O conceito de salvação também sofre, com esta visão de igreja e de culto. Há membros de igrejas evangélicas que acham que todas as religiões são iguais, que “religião, cada um tem a sua”, que a verdade sobre Deus é ampla (ou relativa) e o que vale é ser bonzinho, que Deus dará um jeito. Não têm noção alguma do que seja o plano de Deus em Cristo. A banalidade das letras dos corinhos contribui para isso, porque nada ensinam, apenas evocam boa sensação. Ser cristão é cada vez mais experimentar sensações que crer em Alguém e esposar uma visão de vida.
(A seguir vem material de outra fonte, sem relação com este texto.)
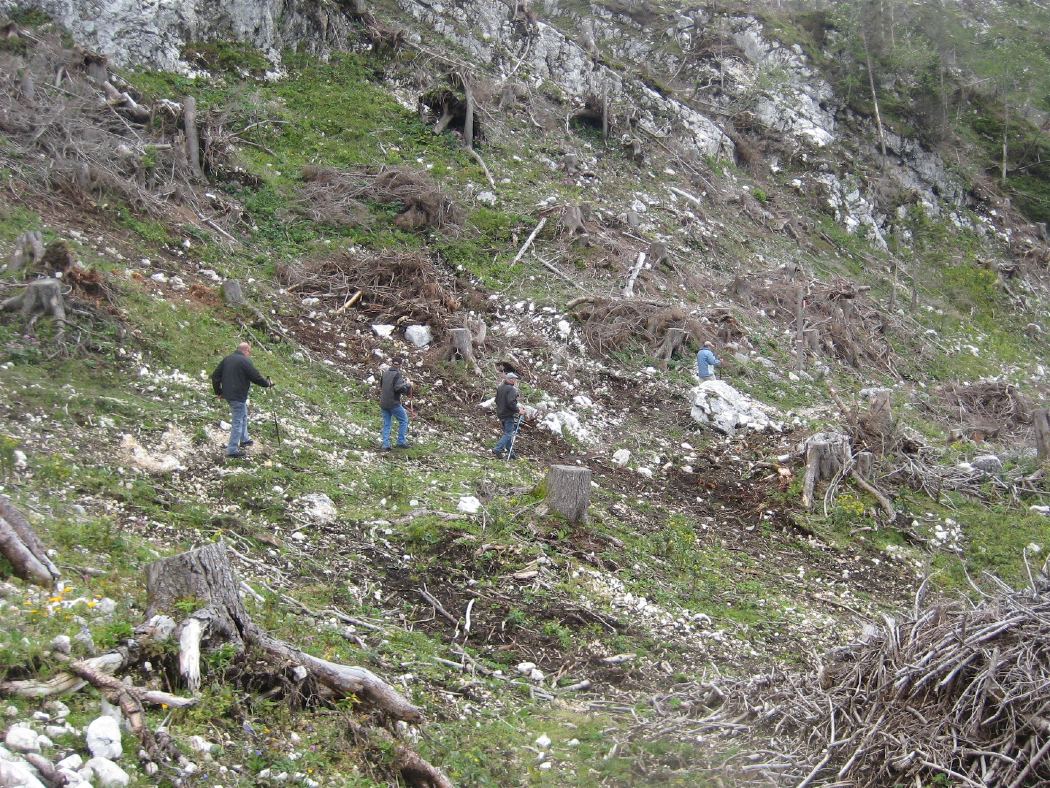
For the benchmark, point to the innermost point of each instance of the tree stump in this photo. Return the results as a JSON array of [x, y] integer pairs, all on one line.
[[826, 455], [1042, 420], [673, 339], [205, 575], [39, 297], [21, 546], [568, 491], [233, 293]]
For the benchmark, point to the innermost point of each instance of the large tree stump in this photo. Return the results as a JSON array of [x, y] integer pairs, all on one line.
[[39, 297], [826, 455], [21, 546], [1042, 421], [568, 491], [206, 575]]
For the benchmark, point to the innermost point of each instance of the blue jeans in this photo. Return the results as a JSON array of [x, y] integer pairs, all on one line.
[[238, 427], [509, 424], [401, 415]]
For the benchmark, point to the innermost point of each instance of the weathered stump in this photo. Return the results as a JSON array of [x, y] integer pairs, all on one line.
[[673, 339], [22, 548], [568, 491], [1042, 421], [826, 455], [233, 293], [206, 575]]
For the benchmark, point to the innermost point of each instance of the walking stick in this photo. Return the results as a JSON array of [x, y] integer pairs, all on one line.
[[513, 435]]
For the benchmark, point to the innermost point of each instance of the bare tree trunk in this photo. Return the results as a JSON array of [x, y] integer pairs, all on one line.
[[192, 138], [22, 548], [1042, 421], [568, 491], [875, 97]]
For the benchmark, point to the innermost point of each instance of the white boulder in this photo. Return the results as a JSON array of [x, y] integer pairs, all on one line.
[[718, 405], [104, 739], [104, 773], [419, 335]]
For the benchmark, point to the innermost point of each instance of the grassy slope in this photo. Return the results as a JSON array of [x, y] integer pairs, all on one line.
[[481, 728]]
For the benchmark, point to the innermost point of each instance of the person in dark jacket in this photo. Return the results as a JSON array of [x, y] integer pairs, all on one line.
[[506, 411], [231, 380], [392, 386]]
Segmentos da igreja perderam a centralidade de Cristo e sua cruz. Assim perderam conteúdo teológico e identidade, tornando-se um clube recreativo-espiritual-educacional, reunindo pessoas com uma moral sadia, ou do mesmo nível social. O ardor evangelístico se perde (se tudo vai dar certo, por que incomodar os outros e me perturbar, com esse negócio de evangelização?). A grande crise de algumas igrejas hoje é de fundamentos: o que é uma igreja, exatamente? Quem é Jesus Cristo? O que é salvação? Igreja é mais que clube espiritual ou lugar para se fazer carreira espiritual. As megas-igrejas, muitas vezes, parecem mais com empresas que com um agrupamento dos salvos pelo sangue de Cristo. Uma empresa humana com verniz religioso.
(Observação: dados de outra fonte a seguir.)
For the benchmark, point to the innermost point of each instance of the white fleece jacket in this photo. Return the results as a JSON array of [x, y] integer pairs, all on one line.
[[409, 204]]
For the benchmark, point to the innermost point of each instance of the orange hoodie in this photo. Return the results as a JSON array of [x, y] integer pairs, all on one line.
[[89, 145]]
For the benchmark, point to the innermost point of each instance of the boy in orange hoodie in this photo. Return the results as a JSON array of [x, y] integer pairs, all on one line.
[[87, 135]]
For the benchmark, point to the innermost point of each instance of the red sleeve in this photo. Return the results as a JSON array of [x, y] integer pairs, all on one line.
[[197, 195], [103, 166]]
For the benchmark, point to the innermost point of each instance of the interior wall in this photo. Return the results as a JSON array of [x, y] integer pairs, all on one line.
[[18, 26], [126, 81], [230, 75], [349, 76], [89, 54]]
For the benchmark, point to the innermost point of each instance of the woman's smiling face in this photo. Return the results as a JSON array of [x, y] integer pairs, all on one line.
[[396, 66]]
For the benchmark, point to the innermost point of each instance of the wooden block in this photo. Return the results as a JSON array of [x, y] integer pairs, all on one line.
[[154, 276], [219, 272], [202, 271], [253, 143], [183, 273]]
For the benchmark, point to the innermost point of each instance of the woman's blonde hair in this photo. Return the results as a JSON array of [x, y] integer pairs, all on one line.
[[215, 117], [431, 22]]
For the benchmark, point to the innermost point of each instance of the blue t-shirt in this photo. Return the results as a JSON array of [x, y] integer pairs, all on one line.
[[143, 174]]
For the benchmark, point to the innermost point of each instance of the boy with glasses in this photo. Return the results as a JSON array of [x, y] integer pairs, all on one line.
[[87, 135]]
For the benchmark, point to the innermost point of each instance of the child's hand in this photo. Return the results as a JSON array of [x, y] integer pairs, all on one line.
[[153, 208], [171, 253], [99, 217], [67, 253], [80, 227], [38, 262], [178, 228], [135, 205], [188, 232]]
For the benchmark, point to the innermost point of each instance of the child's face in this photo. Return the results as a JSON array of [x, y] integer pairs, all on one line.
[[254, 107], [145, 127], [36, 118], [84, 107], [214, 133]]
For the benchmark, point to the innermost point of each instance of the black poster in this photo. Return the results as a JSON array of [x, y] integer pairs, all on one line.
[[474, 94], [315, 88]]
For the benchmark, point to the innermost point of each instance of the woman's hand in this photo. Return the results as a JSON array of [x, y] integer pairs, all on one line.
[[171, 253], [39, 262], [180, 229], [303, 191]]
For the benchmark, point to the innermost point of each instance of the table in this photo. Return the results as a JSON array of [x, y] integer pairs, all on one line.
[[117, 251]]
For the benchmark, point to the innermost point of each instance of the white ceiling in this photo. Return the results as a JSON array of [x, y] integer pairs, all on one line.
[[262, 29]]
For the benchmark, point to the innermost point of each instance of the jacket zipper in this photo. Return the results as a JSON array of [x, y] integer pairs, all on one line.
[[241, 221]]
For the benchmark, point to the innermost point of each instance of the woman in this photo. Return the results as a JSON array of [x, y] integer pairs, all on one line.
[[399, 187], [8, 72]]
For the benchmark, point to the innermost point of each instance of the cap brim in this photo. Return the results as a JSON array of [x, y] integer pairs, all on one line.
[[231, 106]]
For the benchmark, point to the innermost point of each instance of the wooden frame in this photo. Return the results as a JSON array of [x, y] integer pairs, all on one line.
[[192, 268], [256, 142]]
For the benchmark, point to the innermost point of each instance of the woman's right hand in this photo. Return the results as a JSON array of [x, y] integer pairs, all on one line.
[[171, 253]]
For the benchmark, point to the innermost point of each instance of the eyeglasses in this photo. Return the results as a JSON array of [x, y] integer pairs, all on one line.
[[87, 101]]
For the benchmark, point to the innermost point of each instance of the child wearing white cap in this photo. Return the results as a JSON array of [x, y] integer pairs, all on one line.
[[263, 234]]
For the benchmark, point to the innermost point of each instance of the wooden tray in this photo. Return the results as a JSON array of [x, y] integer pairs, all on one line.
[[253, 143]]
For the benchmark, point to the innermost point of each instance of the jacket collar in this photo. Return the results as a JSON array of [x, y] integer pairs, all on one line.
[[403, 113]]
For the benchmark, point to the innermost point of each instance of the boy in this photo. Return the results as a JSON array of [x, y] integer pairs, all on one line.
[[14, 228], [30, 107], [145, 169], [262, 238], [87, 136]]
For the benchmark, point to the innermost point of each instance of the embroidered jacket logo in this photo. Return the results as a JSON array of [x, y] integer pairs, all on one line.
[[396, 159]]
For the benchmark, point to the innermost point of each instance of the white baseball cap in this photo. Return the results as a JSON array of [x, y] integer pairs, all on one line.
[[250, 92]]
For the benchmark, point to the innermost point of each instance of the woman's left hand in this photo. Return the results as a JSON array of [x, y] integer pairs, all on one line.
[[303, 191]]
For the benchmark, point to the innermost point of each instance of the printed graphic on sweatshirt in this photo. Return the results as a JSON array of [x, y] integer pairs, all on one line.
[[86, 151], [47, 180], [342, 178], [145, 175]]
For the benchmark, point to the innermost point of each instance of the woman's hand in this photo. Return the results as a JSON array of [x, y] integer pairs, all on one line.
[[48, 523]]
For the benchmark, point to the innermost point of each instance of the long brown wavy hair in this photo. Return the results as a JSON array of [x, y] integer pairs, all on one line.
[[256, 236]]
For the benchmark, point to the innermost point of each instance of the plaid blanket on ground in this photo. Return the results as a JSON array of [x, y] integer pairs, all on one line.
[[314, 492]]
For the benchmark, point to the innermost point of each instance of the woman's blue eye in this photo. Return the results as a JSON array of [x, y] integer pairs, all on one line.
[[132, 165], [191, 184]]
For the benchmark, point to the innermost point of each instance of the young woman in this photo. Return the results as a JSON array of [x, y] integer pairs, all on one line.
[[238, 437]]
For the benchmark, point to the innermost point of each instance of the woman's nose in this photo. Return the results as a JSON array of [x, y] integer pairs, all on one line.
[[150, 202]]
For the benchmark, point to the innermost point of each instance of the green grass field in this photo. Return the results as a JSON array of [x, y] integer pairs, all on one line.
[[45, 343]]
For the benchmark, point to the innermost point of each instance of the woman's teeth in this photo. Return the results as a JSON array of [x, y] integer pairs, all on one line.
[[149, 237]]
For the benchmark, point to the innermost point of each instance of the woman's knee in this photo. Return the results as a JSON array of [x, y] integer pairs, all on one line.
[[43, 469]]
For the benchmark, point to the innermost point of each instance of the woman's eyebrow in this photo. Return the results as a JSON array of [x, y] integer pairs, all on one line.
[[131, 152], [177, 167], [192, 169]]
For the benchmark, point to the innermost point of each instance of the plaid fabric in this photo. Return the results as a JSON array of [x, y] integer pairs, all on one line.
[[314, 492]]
A igreja não é uma confraria de bonzinhos aos seus próprios olhos. Nem de reformadores sociais. Igreja é um grupo de pessoas que provou a graça de Deus na pessoa de Jesus Cristo, creu nele, comprometeu-se com ele no simbolismo do batismo, identificando-se com sua morte e ressurreição. Igreja é um grupo de pessoas que crê que apenas o evangelho, não ideologias políticas e humanas, tem a resposta para este mundo. Por isto valoriza mais a pregação do evangelho que qualquer outro discurso. Sua base de fé é a declaração cristológica da igreja primitiva: “Pois o que primeiramente lhes transmiti foi o que recebi: que Cristo morreu pelos nossos pecados, segundo as Escrituras, foi sepultado e ressuscitou no terceiro dia, segundo as Escrituras” (1Co 15.3-4). A igreja crê na morte vicária de Cristo e em sua ressurreição. Sem isto, não há igreja. Há simpsonismo espiritual.
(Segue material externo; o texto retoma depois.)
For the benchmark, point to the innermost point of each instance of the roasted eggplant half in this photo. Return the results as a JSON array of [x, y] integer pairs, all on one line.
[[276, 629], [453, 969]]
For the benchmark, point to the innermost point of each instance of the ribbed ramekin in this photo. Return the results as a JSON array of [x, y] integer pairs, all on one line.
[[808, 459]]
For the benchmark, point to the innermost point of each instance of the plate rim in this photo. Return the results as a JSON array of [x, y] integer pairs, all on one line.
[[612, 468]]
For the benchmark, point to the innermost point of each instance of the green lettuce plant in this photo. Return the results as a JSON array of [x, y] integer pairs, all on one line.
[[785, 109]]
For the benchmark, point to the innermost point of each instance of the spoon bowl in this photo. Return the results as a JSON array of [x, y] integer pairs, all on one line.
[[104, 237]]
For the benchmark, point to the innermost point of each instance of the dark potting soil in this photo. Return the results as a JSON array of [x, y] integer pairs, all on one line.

Num dos desenhos, quando Bart, seu filho, lhe pergunta qual é a sua religião, Homer diz: “Você sabe, aquela que tem umas regras muito boas, porém, não funcionam na vida real. Ah, chama-se cristianismo”. Bart diz, em outro desenho, sobre a questão do juízo: “Acho que vou ter uma vida cheia de pecados seguida por um súbito arrependimento no leito de morte”. É este o conceito do valor do evangelho que o desenho transmite. Talvez seja o de muitos dos nossos. A santidade é tão escassa e a graça é tão mal compreendida! Homer Simpson deveria ser um personagem fictício. Temo que seja membro de muitas igrejas.
Você é, realmente, igreja de Jesus ou um Homer Simpson? Seu compromisso com Jesus é radical, de entrega da vida e engajamento com o seu reino, ou apenas uma perspectiva cultural?